He told me his story first—how his grandfather, a Peruvian immigrant, started collecting stuff from yard sales. Whatever he could find, repair, and resell to make ends meet for his growing family. How Raul's father was the only child of six to see the value in that and continue the tradition, building storage sheds in back of his rented property to house excess items. How when he passed, too young, of cancer, he left everything to sixteen-year-old Raul.

“He made me promise to take care of my mother and sisters,” Raul said. “I was just a kid, but I made that vow. I worked hard in school. Learned about business. Saving. Investing. I got my college degree, but even before I did, I opened my first store. The biggest lesson I ever learned was to be fair with my customers, even though they weren't being fair to themselves.”

“What do you mean?” I asked.

“Gambling is a sickness, like any addiction. I've never yet met a gambler who didn't know he was sick, yet they rarely ask for help, or walk away. If you have a fever, you take aspirin, right? A pawnshop is the opposite of aspirin. It won't fix you; it only enables your illness. So I made sure never to cheat my customers, take advantage of the weak. I thought it was the least I could do.

“Somehow, I always made a profit. Then, I invested that profit, invested again. One store became six, and they all flourished. They're still healthy. The economy may fluctuate, but good or bad, there will always be a demand for ready cash, especially in a city like Las Vegas.”

As he talked, I studied him. For a guy in his late forties, he was decent looking—caramel skin; gold-flecked brown eyes; black hair, salted with gray. He had a gorgeous smile, with perfect teeth, not a single filling or need for one. He told me that was the one thing he made sure to do for himself. I liked that about him. That, and he always smelled clean. Not perfumed. Just straight soap-and-water clean.

“Now you know all about me,” he finished. “Tell me about you. What's your story?”

I gave him the basics. Crazy mother. No father, at least not one I could identify. Grew up in Idaho. Mom chased a loser boyfriend to Vegas five years before, when I was fifteen, then pretty much left me and my younger sister to fend for ourselves. I managed to graduate high school, was working my way through college.

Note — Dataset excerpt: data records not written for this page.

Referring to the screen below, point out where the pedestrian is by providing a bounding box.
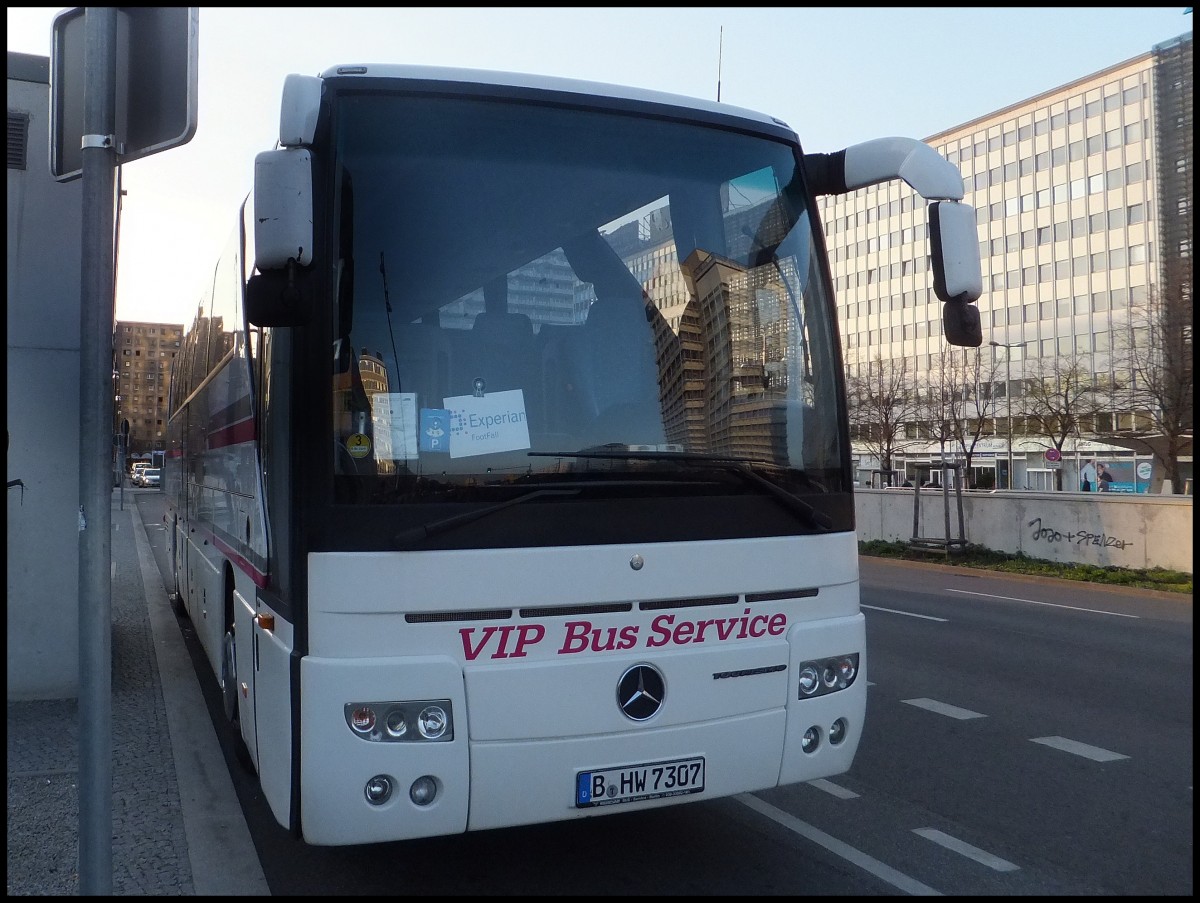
[1079,460,1096,492]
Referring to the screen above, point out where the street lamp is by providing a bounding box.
[988,340,1026,489]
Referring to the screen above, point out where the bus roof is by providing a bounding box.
[320,64,792,131]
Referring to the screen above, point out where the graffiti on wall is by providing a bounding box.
[1026,518,1133,550]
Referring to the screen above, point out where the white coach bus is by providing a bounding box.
[163,65,980,844]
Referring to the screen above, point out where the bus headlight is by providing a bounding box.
[344,699,454,743]
[799,652,858,699]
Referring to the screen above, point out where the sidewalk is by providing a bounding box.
[7,490,270,896]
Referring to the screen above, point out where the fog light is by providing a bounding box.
[384,708,408,737]
[829,718,846,746]
[800,725,821,753]
[408,775,438,806]
[821,662,838,689]
[800,665,821,696]
[416,706,449,740]
[350,706,374,734]
[366,775,391,806]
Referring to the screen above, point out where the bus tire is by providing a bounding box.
[221,624,254,772]
[221,627,238,726]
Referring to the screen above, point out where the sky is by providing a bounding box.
[7,6,1192,325]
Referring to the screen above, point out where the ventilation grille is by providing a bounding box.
[8,109,29,169]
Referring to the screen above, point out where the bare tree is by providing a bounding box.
[918,349,962,482]
[943,348,1012,480]
[1019,354,1112,490]
[846,354,917,483]
[1114,287,1195,494]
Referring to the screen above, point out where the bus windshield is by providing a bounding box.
[329,91,850,521]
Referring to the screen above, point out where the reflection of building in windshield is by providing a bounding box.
[659,251,791,464]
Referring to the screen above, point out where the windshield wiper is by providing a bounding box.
[526,448,833,530]
[396,489,580,545]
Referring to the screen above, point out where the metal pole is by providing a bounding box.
[79,6,116,896]
[1004,347,1013,489]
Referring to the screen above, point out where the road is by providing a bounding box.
[136,492,1193,896]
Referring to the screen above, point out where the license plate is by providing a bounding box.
[575,757,704,809]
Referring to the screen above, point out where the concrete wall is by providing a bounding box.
[7,53,83,700]
[854,489,1193,574]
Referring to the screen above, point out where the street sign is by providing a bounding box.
[50,6,199,181]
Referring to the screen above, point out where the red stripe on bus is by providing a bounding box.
[209,418,256,448]
[199,527,266,590]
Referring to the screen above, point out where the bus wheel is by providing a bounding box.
[221,627,238,724]
[221,627,254,772]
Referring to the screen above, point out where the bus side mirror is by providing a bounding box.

“One tip at a time?” he asked.

“That's right. Slow going, but I'm determined.”

“You have a man?”

“Lots,” I joked. But when I saw he was serious, I amended, “If you mean do I have someone special in my life, the answer is no.”

“Why not? Pretty girl like you.”

“I guess dancing sort of puts things in perspective, you know? All those men, worshipping my body, with no concern about who I am or what I want or what would make me happy. If I let them, they'd have sex with me, and then they'd discard me.”

“But sex is only part of a relationship. What about love?”

I laughed. “What about it? I've never seen it, at least not up close.”

“That is sad. Twenty years old and you never—”

“Hey, now. I'm not a virgin.”

“You didn't let me finish. Twenty years old and you've never been in love? That needs to change, and very soon.”

I wouldn't say I married Raul for love, but he never knew that, and over the next few weeks, he definitely fell in love with me. He was kind and caring, and that was not something I'd ever experienced, either. He took me out of the club, whisked me away from that life and into his lovely home, but only after our nuptials at a quirky Elvis-themed wedding chapel. “I don't want you to be my lover,” he told me. “I want you to be my wife.”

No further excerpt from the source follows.